Farouk Lawan, Chinwe Obaji: Where are they now?

Long after they left office years back, not much has been heard about them again; ELEOJO IDACHABA in this piece asks where they could be now.

Farouk Lawan

Farouk Lawan is a former lawmaker who was popularly referred to as ‘Mr. Integrity’ while serving in the House of Representatives where he represented the people of Bagwa/Shanono Federal Constituency of Kano state between 1999 and 2015.

That means he served four consecutive tenures in the lower chamber.

Lawan earned himself the name Mr. Integrity because he was said to lead a number of lawmakers who belonged to ‘The Integrity Group’ that was opposed to House’s former speaker, Mrs. Patricia Etteh, over allegations bothering on award of contracts.

However, Lawan himself was later implicated in another major bribery scandal involving Femi Otedola’s Zenon Oil to the tune of $500,000 in which he was alleged to have received as part payment of an initial $3 million agreed in that deal. 

What made his own predicament more interesting was the fact that he was the chairman of the House ad-hoc committee that investigated the fuel subsidy scam after former President Goodluck Jonathan removed subsidy in 2012.

Following his indictment in the said bribery allegation, his travails began right from there until the end of that tenure in 2015.

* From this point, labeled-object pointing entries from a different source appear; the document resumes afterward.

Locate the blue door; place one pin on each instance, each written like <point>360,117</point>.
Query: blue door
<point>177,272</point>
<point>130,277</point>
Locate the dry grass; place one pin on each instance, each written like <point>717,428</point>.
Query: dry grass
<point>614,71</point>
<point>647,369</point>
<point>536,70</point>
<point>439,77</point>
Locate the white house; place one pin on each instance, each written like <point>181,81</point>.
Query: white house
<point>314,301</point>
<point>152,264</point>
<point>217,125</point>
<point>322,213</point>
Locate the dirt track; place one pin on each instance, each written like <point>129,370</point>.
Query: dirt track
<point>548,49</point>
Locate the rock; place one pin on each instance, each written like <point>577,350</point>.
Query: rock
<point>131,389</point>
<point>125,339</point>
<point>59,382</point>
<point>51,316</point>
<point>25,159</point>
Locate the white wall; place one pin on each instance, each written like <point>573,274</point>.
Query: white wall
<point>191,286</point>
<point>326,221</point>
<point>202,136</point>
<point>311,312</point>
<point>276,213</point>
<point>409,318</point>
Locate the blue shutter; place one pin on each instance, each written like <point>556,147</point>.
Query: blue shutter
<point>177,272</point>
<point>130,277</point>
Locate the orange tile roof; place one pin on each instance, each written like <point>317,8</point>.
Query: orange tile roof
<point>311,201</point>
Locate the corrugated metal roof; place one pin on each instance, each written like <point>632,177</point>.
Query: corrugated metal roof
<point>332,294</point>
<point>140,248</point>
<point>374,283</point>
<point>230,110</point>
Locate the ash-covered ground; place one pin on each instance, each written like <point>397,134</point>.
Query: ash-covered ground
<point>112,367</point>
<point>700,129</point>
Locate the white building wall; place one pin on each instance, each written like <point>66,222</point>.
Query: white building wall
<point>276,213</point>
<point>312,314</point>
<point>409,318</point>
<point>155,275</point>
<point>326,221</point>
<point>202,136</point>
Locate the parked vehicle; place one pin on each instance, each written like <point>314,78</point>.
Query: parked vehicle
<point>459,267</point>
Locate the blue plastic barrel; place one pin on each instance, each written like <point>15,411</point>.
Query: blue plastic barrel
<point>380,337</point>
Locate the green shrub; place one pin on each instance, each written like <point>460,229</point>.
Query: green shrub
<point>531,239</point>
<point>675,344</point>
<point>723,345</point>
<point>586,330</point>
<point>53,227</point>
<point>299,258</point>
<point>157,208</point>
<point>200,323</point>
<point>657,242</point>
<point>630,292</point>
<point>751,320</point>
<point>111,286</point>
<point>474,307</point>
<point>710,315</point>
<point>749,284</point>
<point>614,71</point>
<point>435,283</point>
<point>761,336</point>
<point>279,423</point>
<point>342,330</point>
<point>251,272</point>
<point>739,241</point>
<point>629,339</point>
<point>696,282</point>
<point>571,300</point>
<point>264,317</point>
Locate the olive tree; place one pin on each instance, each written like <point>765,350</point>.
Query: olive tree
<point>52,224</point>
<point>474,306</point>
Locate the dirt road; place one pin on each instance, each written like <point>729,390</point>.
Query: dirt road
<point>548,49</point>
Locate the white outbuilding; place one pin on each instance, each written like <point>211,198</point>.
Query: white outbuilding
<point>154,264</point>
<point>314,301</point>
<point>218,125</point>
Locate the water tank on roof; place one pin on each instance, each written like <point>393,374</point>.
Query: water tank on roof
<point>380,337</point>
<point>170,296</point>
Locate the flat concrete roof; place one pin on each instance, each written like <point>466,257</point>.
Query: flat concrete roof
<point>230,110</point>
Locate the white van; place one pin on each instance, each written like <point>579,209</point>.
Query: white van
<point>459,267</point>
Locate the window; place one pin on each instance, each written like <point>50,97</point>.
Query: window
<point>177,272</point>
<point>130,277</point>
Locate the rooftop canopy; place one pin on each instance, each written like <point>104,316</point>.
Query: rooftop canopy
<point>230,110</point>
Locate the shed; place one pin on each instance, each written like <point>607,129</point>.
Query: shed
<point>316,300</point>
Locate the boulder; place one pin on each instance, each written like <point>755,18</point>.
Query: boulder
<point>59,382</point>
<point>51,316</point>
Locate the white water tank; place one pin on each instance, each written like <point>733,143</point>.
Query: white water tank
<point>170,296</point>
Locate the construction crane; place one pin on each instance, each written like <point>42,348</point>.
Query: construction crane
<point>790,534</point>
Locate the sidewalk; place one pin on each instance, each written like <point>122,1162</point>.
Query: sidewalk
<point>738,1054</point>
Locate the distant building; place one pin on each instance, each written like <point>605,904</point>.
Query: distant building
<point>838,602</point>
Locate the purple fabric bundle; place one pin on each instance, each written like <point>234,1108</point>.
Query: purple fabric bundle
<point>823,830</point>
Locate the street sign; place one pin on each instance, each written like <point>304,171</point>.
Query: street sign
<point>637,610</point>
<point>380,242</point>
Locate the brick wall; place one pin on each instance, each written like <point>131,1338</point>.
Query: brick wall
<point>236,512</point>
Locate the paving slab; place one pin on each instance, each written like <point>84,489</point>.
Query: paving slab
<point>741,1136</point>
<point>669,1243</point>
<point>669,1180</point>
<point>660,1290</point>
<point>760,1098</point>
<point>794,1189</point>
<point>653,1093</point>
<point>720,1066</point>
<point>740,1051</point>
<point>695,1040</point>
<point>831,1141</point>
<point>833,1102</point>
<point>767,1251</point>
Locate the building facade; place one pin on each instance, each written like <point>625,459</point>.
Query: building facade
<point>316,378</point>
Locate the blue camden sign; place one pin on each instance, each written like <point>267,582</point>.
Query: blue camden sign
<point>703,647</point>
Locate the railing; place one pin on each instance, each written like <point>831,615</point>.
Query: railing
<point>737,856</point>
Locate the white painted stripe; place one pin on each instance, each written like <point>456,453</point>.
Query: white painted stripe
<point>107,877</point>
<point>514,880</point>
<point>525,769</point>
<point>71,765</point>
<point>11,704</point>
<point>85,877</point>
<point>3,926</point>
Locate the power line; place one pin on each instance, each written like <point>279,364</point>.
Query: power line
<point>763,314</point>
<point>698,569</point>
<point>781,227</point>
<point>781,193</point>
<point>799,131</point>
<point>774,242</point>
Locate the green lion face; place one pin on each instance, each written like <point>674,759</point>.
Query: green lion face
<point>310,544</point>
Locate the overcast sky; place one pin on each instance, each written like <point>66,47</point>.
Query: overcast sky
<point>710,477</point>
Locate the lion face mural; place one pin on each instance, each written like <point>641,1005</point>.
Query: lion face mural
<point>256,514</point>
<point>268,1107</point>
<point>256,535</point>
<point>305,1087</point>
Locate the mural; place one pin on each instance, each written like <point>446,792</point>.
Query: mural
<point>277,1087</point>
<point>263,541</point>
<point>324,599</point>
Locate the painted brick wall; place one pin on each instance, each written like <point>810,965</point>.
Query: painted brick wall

This lawmaker who was one of the most vocal voices in the lower chamber was to said to have suddenly developed cold feet on any matter during debate as he became quiet and withdrawn to himself.

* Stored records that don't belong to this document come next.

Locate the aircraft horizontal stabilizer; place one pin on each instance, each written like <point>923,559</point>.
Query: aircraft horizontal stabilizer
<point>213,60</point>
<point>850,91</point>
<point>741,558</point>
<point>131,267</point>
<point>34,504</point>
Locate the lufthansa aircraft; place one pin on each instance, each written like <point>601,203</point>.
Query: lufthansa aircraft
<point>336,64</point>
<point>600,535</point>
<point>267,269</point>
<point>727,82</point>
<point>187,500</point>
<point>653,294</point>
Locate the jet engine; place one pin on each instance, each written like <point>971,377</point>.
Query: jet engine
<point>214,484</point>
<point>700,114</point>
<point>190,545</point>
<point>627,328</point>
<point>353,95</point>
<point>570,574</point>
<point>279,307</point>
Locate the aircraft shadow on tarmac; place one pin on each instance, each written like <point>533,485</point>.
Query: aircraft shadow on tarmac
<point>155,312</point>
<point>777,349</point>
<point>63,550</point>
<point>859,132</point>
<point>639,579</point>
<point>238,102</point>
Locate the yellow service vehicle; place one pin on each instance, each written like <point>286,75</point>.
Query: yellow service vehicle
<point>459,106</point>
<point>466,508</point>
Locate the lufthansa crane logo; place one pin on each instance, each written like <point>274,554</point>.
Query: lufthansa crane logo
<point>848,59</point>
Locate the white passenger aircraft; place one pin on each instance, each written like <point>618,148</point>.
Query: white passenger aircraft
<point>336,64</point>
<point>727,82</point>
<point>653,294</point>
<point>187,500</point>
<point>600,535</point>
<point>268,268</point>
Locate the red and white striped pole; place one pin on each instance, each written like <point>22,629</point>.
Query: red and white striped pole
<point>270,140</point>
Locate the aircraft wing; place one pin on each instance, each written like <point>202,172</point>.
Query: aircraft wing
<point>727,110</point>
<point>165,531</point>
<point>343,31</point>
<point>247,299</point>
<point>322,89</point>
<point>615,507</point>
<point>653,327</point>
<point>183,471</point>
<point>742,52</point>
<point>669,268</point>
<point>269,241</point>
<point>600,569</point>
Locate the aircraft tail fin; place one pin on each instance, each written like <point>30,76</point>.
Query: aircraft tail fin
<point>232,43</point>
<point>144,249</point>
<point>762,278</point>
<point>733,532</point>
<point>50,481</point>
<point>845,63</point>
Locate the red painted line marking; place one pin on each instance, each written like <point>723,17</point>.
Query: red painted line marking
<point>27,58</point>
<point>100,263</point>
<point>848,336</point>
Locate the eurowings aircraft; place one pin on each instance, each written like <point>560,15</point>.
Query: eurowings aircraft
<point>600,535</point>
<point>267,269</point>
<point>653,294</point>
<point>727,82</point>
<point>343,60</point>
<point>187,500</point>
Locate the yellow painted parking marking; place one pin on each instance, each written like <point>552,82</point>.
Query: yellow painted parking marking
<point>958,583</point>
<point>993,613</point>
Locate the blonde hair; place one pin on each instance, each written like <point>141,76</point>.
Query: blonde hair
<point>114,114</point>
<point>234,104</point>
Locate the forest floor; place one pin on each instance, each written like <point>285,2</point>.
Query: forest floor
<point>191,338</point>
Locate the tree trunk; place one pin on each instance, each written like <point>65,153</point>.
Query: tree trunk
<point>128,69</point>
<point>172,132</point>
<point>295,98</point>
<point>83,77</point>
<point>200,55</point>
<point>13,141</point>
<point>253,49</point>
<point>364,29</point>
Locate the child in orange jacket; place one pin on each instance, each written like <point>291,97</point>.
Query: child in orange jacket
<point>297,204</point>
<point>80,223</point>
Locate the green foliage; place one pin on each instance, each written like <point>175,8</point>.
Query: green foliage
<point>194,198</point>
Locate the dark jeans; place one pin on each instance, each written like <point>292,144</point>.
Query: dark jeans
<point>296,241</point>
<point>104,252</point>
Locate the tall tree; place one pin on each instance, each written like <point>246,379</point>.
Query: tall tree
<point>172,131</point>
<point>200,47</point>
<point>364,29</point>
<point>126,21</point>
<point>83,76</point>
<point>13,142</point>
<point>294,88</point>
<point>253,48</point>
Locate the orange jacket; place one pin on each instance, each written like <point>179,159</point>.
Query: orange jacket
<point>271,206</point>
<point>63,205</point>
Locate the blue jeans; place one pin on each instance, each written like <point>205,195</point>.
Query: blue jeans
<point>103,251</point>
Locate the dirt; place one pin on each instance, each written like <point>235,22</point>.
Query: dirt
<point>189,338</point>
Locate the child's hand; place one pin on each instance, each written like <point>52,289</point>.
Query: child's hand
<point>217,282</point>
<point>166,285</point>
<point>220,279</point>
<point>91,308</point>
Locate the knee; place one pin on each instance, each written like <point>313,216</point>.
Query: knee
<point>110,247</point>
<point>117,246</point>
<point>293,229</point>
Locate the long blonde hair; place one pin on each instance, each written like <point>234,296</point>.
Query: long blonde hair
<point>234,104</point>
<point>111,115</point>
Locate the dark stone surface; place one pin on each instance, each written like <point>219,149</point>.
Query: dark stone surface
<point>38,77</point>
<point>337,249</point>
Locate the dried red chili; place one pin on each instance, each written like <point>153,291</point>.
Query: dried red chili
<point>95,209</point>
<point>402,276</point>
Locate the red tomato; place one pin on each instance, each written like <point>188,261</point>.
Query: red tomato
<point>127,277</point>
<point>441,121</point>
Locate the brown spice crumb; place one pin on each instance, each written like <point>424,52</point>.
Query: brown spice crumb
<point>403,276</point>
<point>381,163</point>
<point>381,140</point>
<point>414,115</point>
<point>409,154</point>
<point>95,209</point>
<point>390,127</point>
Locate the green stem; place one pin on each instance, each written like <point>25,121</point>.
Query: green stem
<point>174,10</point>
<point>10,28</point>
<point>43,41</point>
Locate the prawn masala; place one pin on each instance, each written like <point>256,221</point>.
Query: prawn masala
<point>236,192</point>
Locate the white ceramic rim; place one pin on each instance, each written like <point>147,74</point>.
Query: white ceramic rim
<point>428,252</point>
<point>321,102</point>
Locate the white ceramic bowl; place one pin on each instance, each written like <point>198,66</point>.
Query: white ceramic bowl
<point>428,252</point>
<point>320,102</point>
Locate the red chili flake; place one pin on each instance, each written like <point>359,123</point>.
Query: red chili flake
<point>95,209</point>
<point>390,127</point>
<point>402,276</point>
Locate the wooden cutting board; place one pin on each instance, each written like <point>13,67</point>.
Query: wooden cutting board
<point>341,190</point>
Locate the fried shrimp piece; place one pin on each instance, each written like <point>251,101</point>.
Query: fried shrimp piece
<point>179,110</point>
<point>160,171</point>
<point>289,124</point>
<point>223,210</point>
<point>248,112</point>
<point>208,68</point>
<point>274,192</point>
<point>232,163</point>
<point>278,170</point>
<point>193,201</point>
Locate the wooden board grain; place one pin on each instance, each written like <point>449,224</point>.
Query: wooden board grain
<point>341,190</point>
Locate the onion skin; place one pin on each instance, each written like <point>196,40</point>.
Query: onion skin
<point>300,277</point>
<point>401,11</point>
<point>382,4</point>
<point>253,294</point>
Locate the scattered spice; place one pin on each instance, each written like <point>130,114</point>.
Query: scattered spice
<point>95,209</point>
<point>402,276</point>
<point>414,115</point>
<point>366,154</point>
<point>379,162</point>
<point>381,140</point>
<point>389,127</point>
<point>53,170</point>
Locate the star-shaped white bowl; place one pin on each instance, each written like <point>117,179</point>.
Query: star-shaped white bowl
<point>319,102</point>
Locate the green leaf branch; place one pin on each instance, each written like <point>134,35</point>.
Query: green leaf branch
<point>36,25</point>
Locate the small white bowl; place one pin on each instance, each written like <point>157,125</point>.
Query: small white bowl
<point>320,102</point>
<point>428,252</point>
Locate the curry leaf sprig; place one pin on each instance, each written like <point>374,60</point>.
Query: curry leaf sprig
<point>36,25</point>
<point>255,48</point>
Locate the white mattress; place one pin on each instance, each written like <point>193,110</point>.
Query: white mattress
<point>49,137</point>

That was when he began to maintain a low profile as if to suggest that he never wanted anyone to notice him anymore. 

Lawan, whose political career was on a steady rise, was adjudged a potential governorship candidate of Kano for the 2015 election before the scandal.

Writing about him, a major newspaper said in its editorial that, “Although pint-sized, those familiar with his operation said the fear of Lawan was the beginning of wisdom especially by heads of agencies his committee supervises.

He commanded respect from his then colleagues and each time he spoke either on the floor or during any other legislative engagements; other lawmakers listened with rapt attention.” However, since he left the lower chamber, no one has heard anything about him again.

Chinwe Obaji

Mrs. Chinwe Obaji is an educationist, teacher and professor; she was the minister of education between June 2005 and 2006.

Obiageli Ezekwesili was later appointed in 2006 to replace her after she was affected in a cabinet reshuffle.

It was under her watch as minister that the now-famous post-UME started as she directed that universities should administer the Post University Matriculation Examination to candidate students in an effort to by-pass what she called the inefficiency of Joint Admission and Matriculation Board (JAMB). Expectedly, President Obasanjo called for enhanced support for the policy.

 However, there was controversy over the fees charged by universities for the test but in October 2005 after a meeting between the Federal Ministry of Education, the National Universities Commission (NUC) and Joint Admission and Matriculation Board, it was agreed to peg the test fee at N1, 000.

The controversy that emanated from the policy was without limits as other institutions like polytechnics, colleges of education and others began to seek ways of administering such tests for their candidate students.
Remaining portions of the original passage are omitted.